All of lore.kernel.org
 help / color / mirror / Atom feed
From: Dust Li <dust.li@linux.alibaba.com>
To: Wenjia Zhang <wenjia@linux.ibm.com>,
	"D. Wythe" <alibuda@linux.alibaba.com>,
	kgraul@linux.ibm.com, jaka@linux.ibm.com, wintera@linux.ibm.com
Cc: kuba@kernel.org, davem@davemloft.net, netdev@vger.kernel.org,
	linux-s390@vger.kernel.org, linux-rdma@vger.kernel.org
Subject: Re: [PATCH net 1/5] net/smc: fix dangling sock under state SMC_APPFINCLOSEWAIT
Date: Fri, 13 Oct 2023 20:27:29 +0800	[thread overview]
Message-ID: <20231013122729.GU92403@linux.alibaba.com> (raw)
In-Reply-To: <6666db42-a4de-425e-a96d-bfa899ab265e@linux.ibm.com>

On Fri, Oct 13, 2023 at 01:52:09PM +0200, Wenjia Zhang wrote:
>
>
>On 13.10.23 07:32, Dust Li wrote:
>> On Thu, Oct 12, 2023 at 01:51:54PM +0200, Wenjia Zhang wrote:
>> > 
>> > 
>> > On 12.10.23 04:37, D. Wythe wrote:
>> > > 
>> > > 
>> > > On 10/12/23 4:31 AM, Wenjia Zhang wrote:
>> > > > 
>> > > > 
>> > > > On 11.10.23 09:33, D. Wythe wrote:
>> > > > > From: "D. Wythe" <alibuda@linux.alibaba.com>
>> > > > > 
>> > > > > Considering scenario:
>> > > > > 
>> > > > >                  smc_cdc_rx_handler_rwwi
>> > > > > __smc_release
>> > > > >                  sock_set_flag
>> > > > > smc_close_active()
>> > > > > sock_set_flag
>> > > > > 
>> > > > > __set_bit(DEAD)            __set_bit(DONE)
>> > > > > 
>> > > > > Dues to __set_bit is not atomic, the DEAD or DONE might be lost.
>> > > > > if the DEAD flag lost, the state SMC_CLOSED  will be never be reached
>> > > > > in smc_close_passive_work:
>> > > > > 
>> > > > > if (sock_flag(sk, SOCK_DEAD) &&
>> > > > >      smc_close_sent_any_close(conn)) {
>> > > > >      sk->sk_state = SMC_CLOSED;
>> > > > > } else {
>> > > > >      /* just shutdown, but not yet closed locally */
>> > > > >      sk->sk_state = SMC_APPFINCLOSEWAIT;
>> > > > > }
>> > > > > 
>> > > > > Replace sock_set_flags or __set_bit to set_bit will fix this problem.

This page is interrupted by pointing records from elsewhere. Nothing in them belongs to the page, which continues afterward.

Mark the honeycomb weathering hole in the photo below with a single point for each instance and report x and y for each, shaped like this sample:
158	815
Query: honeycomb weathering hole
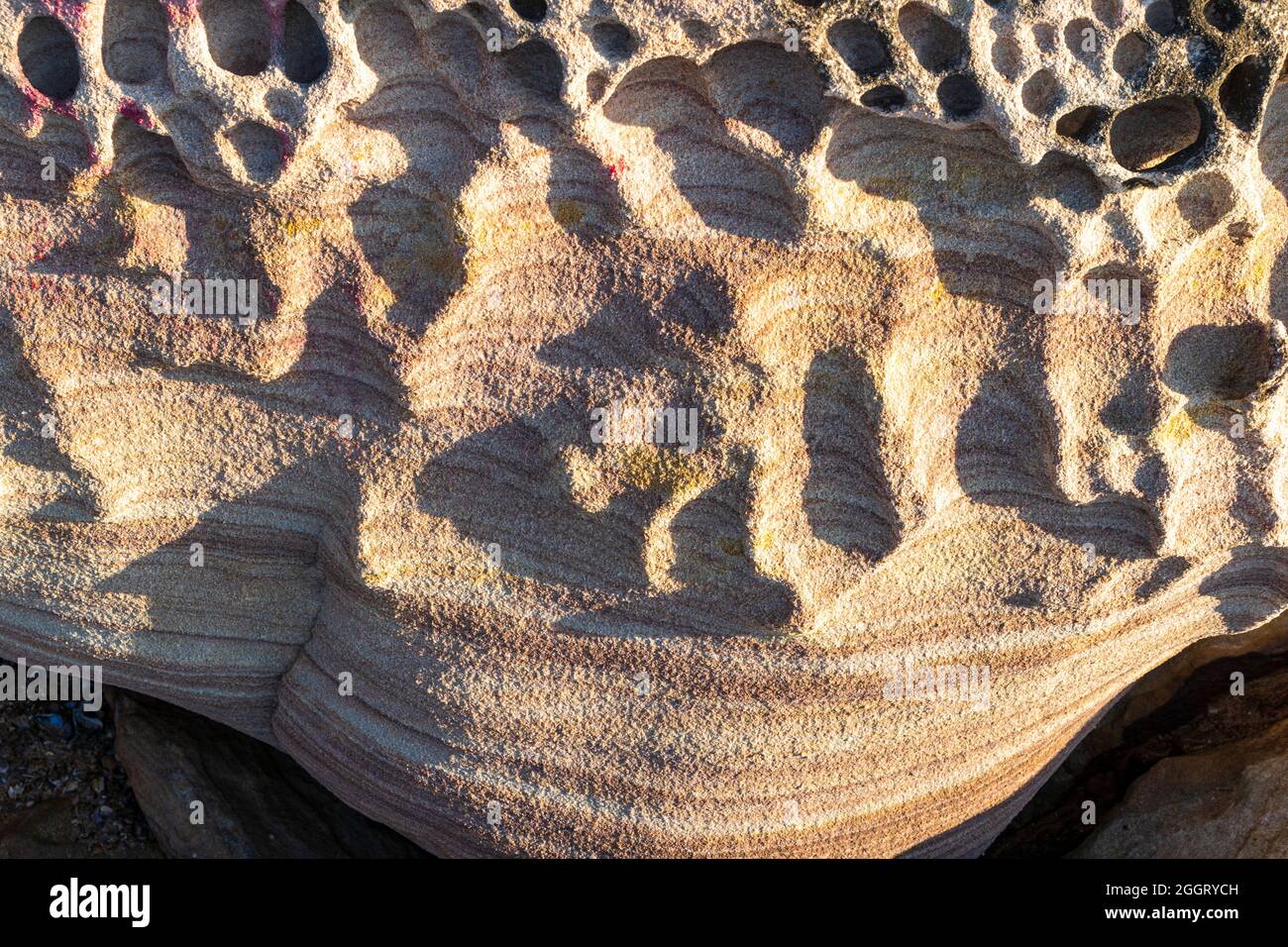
1131	56
531	11
861	46
960	95
936	43
1243	90
613	42
1041	93
1224	14
259	149
134	40
48	56
1223	361
237	34
1154	133
304	53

>> > > > > Since set_bit is atomic.
>> > > > > 
>> > > > I didn't really understand the scenario. What is
>> > > > smc_cdc_rx_handler_rwwi()? What does it do? Don't it get the lock
>> > > > during the runtime?
>> > > > 
>> > > 
>> > > Hi Wenjia,
>> > > 
>> > > Sorry for that, It is not smc_cdc_rx_handler_rwwi() but
>> > > smc_cdc_rx_handler();
>> > > 
>> > > Following is a more specific description of the issues
>> > > 
>> > > 
>> > > lock_sock()
>> > > __smc_release
>> > > 
>> > > smc_cdc_rx_handler()
>> > > smc_cdc_msg_recv()
>> > > bh_lock_sock()
>> > > smc_cdc_msg_recv_action()
>> > > sock_set_flag(DONE) sock_set_flag(DEAD)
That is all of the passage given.